The documentation clearly explains the new layered timeout protection:

  • Uses 'eval' terminology consistently as per coding guidelines
  • Uses 'Promptfoo' capitalized appropriately at line 265
  • Provides clear examples for customizing timeouts via environment variables and config file
  • Uses imperative mood in instructions

Note: The static analysis flagging "redteam" is a false positive - this is established domain terminology in the codebase.

src/evaluator.ts (3)

16-16: LGTM!

The updated imports align with the new timeout-related functions and utilities exported from envars.ts.


728-749: LGTM!

The dynamic timeout calculation logic is well-structured:

  • Correctly estimates total eval steps before variable expansion
  • Handles scenarios with appropriate fallbacks for undefined arrays
  • Respects explicit options.maxEvalTimeMs override while providing sensible calculated defaults
  • The isRedteam detection using testSuite.redteam != null is appropriate

The estimation is an approximation since variable combinations aren't known at this point, but this is acceptable for safety timeout calculations.


1332-1335: LGTM!

The explicit undefined check (options.timeoutMs !== undefined) correctly allows timeoutMs=0 to disable the per-test timeout, matching the documented behavior. The fallback to getEvalTimeoutMs() provides the calculated default when no explicit value is set.

test/envars.test.ts (4)

1-18: LGTM!

The imports correctly include all new exports from envars.ts:

  • New constants: EVAL_TIMEOUT_MULTIPLIER, EXPECTED_TIME_PER_*, MAX_EVAL_TIME_*
  • New functions: calculateDefaultMaxEvalTimeMs, getDefaultMaxEvalTimeMs, getEvalTimeoutMs

The existing imports are retained for backward compatibility testing.


398-443: LGTM!

Comprehensive test coverage for getEvalTimeoutMs:

  • Default calculation behavior (5× REQUEST_TIMEOUT_MS)
  • Custom REQUEST_TIMEOUT_MS override
  • Explicit PROMPTFOO_EVAL_TIMEOUT_MS value including 0 to disable
  • Passed default value handling
  • Priority ordering (explicit > passed default)
  • cliState.config.env priority over process.env
  • Constant verification (EVAL_TIMEOUT_MULTIPLIER)

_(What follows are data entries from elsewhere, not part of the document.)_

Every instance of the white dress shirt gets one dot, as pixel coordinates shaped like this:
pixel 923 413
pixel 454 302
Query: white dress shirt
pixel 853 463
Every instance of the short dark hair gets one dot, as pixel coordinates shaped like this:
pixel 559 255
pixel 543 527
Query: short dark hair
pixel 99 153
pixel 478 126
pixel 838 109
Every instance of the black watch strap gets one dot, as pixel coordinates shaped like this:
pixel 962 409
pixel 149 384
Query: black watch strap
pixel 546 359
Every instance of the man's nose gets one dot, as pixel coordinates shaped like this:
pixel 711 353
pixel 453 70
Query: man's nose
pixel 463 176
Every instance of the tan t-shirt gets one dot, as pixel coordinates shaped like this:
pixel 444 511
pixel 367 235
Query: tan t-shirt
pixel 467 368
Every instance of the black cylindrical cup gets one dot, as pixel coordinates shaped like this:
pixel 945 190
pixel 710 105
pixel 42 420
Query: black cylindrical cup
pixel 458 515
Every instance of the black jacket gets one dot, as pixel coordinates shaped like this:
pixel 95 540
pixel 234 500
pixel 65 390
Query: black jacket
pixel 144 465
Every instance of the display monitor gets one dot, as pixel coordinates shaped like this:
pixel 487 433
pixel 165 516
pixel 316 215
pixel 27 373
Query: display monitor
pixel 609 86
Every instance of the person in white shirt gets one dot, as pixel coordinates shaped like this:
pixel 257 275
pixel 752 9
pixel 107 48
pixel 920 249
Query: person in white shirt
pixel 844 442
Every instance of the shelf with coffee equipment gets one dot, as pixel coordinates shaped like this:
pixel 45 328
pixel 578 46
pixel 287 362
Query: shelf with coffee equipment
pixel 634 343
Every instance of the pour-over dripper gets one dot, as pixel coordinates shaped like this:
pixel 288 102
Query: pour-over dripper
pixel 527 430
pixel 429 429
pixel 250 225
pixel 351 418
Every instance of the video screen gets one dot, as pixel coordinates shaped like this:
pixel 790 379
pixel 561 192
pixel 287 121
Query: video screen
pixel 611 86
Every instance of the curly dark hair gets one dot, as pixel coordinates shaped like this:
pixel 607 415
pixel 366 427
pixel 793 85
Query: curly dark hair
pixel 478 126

Tests follow Jest best practices with clear, descriptive test names.


445-521: LGTM!

Excellent test coverage for calculateDefaultMaxEvalTimeMs:

  • Detailed step-by-step calculation verification in comments for each scenario
  • Tests regular vs redteam with different expected times and safety multipliers
  • Verifies all constants have expected values
  • Edge cases for concurrency (1 and 0)
  • Worst-case capping when safeMaxTime > worstCase

The inline comments documenting the calculation steps make these tests highly maintainable.


523-559: LGTM!

Comprehensive test coverage for getDefaultMaxEvalTimeMs:

  • Explicit environment variable override
  • Explicit 0 to disable the timeout
  • Fallback to calculated default when unset
  • cliState.config.env priority over process.env
  • isRedteam flag propagation (verified by comparing regular vs redteam results)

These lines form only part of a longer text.